Si tratta di un monastero di rito greco ortodosso, denominato “Badia di Santa Maria di Pattano”, fondato presumibilmente nel IX secolo dopo Cristo, comunque non oltre il X secolo. Già verso la fine del primo millennio, infatti, da alcuni documenti si attesta che la Badia godesse di importanti possedimenti agricoli, segno di una struttura ormai consolidata.
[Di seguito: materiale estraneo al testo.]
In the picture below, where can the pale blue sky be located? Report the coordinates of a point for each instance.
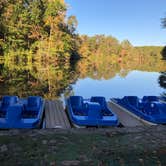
(139, 21)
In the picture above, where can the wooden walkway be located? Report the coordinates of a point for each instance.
(126, 118)
(55, 115)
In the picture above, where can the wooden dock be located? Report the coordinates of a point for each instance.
(55, 115)
(126, 118)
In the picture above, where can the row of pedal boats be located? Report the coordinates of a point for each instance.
(28, 112)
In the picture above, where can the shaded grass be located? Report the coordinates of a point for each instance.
(89, 149)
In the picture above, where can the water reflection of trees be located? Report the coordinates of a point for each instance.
(106, 67)
(24, 77)
(34, 75)
(162, 80)
(163, 53)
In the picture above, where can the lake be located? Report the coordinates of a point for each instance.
(137, 83)
(83, 78)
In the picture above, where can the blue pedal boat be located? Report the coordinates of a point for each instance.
(93, 112)
(150, 108)
(21, 113)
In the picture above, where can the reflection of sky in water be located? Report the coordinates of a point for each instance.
(135, 83)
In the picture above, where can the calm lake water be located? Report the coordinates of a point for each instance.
(138, 83)
(85, 78)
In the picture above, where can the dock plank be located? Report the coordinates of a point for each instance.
(126, 118)
(55, 115)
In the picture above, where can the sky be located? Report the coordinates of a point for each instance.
(139, 21)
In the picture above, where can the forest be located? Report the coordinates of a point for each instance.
(40, 49)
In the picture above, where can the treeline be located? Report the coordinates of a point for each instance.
(37, 26)
(100, 45)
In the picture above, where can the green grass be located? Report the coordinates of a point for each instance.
(89, 149)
Il rito greco è una particolarità diffusa in alcuni siti d’Italia. I monaci bizantini, infatti, cominciarono a trasferirsi dall’Oriente a seguito delle lotte iconoclaste, che portarono a violente persecuzioni di quanti veneravano o anche tolleravano la devozione verso le icone liturgiche. Così, a partire dall’VIII secolo dopo Cristo, diversi monaci si trasferirono in Italia; alcuni presero la strada di Napoli, città che conservò un ducato bizantino sino al XII secolo ed edificò diverse chiese e monasteri per ospitare i prelati orientali.
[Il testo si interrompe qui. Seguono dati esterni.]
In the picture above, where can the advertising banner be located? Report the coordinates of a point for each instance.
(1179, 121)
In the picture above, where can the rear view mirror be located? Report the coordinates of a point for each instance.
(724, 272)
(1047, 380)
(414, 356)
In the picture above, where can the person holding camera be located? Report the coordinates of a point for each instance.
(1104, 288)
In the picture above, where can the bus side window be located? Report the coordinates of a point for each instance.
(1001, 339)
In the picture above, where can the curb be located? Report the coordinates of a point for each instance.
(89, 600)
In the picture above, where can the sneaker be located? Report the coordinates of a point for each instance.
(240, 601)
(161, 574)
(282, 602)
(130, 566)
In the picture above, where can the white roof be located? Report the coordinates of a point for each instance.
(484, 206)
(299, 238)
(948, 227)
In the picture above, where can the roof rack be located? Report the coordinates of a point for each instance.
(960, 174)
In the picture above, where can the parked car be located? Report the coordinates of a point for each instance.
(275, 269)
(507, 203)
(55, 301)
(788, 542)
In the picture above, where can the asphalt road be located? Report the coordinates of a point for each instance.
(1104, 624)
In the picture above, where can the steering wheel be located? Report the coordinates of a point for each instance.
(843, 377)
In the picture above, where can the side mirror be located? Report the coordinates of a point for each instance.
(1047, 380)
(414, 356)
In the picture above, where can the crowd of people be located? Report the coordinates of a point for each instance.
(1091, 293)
Alcuni monaci si rifugiarono in territorio della Langobardia Minor, stanziandosi nel villaggio di Pattano, a poca distanza da Vallo della Lucania. Fondarono così un luogo di culto per celebrare nel proprio rito, formato dalla Chiesa madre di Santa Maria con l’annesso campanile, dai locali del convento e dalla Cappella di San Filadelfo. Come in tutti i monasteri ortodossi, il complesso era guidato da un custode  guida, chiamato “egumeno”. Si ha notizia, ad esempio, di un egumeno di nome “Cosma” in uno scritto del 993 d.C., di un altro noto come “Elia”, nel 1034.

La visita al complesso di Pattano inizia con la chiesa madre: non è in buono stato di conservazione, mancando completamente del tetto. Era a navata unica, con un’abside poligonale; fu probabilmente ristrutturata dagli angioini. Non vi sono quasi decorazioni, ma s’intravedono alcune cappelle laterali e, cosa che attesta l’antichità del posto, degli archi ogivali.
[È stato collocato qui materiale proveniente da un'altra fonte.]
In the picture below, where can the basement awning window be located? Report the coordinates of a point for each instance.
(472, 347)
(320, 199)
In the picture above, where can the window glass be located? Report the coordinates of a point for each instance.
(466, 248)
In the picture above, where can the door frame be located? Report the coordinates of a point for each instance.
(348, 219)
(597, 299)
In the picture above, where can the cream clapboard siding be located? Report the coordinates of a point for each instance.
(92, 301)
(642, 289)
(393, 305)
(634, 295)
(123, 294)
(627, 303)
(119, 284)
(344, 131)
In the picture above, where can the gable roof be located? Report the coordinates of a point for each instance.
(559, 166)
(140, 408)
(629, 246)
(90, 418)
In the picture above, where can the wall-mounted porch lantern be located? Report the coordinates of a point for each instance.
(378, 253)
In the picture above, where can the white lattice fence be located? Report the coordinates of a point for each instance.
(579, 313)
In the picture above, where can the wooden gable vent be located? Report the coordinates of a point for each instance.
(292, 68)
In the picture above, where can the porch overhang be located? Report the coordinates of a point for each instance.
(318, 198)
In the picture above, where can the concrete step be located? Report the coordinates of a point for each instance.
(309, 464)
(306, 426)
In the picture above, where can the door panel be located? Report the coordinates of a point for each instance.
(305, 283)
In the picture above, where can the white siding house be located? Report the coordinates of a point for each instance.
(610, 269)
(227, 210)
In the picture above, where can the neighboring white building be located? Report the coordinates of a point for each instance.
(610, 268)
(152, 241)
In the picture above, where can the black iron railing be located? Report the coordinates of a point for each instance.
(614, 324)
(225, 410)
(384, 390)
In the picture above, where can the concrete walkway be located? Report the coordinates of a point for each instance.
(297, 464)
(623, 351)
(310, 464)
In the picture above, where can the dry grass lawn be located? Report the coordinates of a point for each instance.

Badia_di_Pattano_-_Chiesa_di_Santa_Marial’interno della Chiesa di Santa Maria a Pattano

Discorso diverso per il campanile, che è probabilmente uno dei più antichi dell’Italia meridionale, tra quelli ancora in piedi. Alto circa quindici metri, si ergeva imponente in una zona completamente di campagna come a testimoniare l’importanza dell’Abbazia. E’ a pianta quadrata e decorato in maniera molto variegata; all’esterno appare come diviso in cinque livelli decorativi. Su uno dei livelli si intravedono delle belle bifore a tutto sesto.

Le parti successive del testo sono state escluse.